While extensive research in data mining has been devoted to developing better classification algorithms, relatively little research has been conducted to examine the effects of feature construction, guided by domain knowledge, on classification performance. However, in many application domains, domain knowledge can be used to construct higher-level features to potentially improve performance.

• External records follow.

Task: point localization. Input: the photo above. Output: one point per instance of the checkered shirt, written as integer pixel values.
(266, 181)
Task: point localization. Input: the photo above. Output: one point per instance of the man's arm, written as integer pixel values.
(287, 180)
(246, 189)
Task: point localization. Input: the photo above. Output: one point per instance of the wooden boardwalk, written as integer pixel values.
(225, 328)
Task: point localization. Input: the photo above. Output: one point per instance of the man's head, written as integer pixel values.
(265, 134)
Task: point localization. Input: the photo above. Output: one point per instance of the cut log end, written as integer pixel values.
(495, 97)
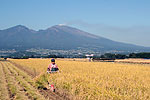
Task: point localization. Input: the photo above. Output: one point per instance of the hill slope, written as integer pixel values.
(59, 37)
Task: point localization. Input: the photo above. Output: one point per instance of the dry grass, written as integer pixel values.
(97, 80)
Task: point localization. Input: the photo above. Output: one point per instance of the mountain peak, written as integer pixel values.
(19, 27)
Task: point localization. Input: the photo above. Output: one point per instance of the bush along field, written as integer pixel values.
(80, 80)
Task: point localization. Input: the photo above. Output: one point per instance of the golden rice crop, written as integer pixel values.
(97, 80)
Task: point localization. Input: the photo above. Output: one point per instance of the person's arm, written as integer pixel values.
(49, 67)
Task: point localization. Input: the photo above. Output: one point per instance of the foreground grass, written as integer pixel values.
(96, 80)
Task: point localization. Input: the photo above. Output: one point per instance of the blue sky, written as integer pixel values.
(120, 20)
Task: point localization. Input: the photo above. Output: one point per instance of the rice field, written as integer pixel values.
(94, 80)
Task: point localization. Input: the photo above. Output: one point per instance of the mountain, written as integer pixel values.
(60, 37)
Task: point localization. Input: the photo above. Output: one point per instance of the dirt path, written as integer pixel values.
(21, 74)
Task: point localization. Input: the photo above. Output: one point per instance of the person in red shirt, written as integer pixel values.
(52, 67)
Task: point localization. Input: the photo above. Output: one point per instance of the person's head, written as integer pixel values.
(53, 61)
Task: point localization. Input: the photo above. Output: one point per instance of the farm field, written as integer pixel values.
(15, 84)
(138, 61)
(92, 80)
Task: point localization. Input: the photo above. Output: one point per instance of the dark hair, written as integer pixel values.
(52, 60)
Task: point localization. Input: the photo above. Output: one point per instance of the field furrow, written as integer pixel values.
(4, 93)
(16, 92)
(47, 93)
(29, 90)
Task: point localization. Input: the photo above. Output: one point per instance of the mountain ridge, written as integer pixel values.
(60, 37)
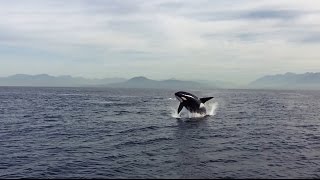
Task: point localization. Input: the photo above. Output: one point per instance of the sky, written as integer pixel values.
(229, 40)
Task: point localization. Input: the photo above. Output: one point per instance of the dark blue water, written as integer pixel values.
(132, 133)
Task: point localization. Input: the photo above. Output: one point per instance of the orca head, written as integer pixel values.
(184, 96)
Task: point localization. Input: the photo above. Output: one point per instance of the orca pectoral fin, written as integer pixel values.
(180, 107)
(203, 100)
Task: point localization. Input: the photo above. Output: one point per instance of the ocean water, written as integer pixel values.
(136, 133)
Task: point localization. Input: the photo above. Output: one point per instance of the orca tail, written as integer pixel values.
(180, 107)
(203, 100)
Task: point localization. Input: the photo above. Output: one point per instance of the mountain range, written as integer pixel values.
(52, 81)
(288, 80)
(279, 81)
(69, 81)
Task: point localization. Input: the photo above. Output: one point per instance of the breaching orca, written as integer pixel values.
(191, 102)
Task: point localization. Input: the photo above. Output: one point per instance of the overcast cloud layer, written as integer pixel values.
(235, 40)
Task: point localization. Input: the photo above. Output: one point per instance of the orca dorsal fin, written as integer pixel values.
(203, 100)
(180, 107)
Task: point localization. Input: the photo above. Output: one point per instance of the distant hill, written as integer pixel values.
(143, 82)
(288, 81)
(52, 81)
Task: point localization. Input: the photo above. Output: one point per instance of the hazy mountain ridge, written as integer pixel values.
(54, 81)
(69, 81)
(143, 82)
(288, 80)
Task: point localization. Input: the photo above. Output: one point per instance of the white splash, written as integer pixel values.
(174, 113)
(212, 107)
(211, 111)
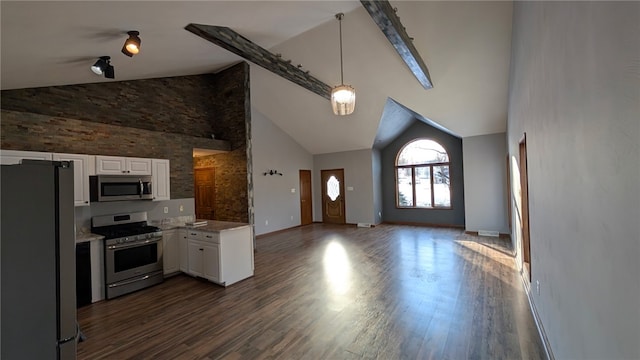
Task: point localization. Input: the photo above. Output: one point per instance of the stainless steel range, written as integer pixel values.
(132, 252)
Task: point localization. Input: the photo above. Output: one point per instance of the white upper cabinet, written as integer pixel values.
(81, 172)
(11, 157)
(160, 187)
(118, 165)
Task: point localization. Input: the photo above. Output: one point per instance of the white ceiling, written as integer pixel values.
(466, 46)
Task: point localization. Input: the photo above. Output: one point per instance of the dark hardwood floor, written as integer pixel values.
(332, 292)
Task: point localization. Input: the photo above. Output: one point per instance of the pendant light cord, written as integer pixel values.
(339, 16)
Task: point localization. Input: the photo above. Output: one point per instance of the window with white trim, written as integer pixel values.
(422, 176)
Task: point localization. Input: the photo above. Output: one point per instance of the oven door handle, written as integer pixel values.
(134, 244)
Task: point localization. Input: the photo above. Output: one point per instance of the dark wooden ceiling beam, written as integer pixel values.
(239, 45)
(385, 17)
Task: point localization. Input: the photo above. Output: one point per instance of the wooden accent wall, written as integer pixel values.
(157, 118)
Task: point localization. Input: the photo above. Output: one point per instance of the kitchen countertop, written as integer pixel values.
(218, 226)
(84, 237)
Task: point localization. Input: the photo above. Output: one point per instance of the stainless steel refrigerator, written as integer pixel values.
(37, 253)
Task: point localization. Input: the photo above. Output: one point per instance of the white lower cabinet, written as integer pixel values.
(224, 257)
(211, 262)
(170, 252)
(203, 255)
(183, 250)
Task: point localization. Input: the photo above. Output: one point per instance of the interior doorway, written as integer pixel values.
(205, 192)
(333, 206)
(306, 206)
(524, 194)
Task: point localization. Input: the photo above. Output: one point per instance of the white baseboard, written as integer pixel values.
(488, 233)
(536, 318)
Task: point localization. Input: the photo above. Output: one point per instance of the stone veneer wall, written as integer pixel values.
(157, 118)
(234, 200)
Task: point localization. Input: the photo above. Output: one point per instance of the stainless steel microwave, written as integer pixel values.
(120, 187)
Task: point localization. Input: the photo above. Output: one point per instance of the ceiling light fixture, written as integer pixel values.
(103, 67)
(343, 97)
(132, 44)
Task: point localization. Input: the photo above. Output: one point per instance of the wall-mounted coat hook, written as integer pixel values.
(272, 172)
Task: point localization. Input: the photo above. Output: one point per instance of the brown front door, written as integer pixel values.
(205, 192)
(306, 208)
(333, 196)
(524, 193)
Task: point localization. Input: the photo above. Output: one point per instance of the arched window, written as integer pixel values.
(422, 175)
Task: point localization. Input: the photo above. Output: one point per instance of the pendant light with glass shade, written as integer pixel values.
(343, 97)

For example, past research and regulatory practice in early warning of bank failures has resulted in various explanatory variables, in the form of financial ratios, that are constructed based on bank accounting variables and are believed to be more effective than the original variables in identifying potential problem banks. In this study, we empirically compare the performance of two sets of classifiers for bank failure prediction, one built using raw accounting variables and the other built using constructed financial ratios. Four popular data mining methods are used to learn the classifiers: logistic regression, decision tree, neural network, and k-nearest neighbor. We evaluate the classifiers on the basis of expected misclassification cost under a wide range of possible settings. The results of the study strongly indicate that feature construction, guided by domain knowledge, significantly improves classifier performance and that the degree of improvement varies significantly across the methods.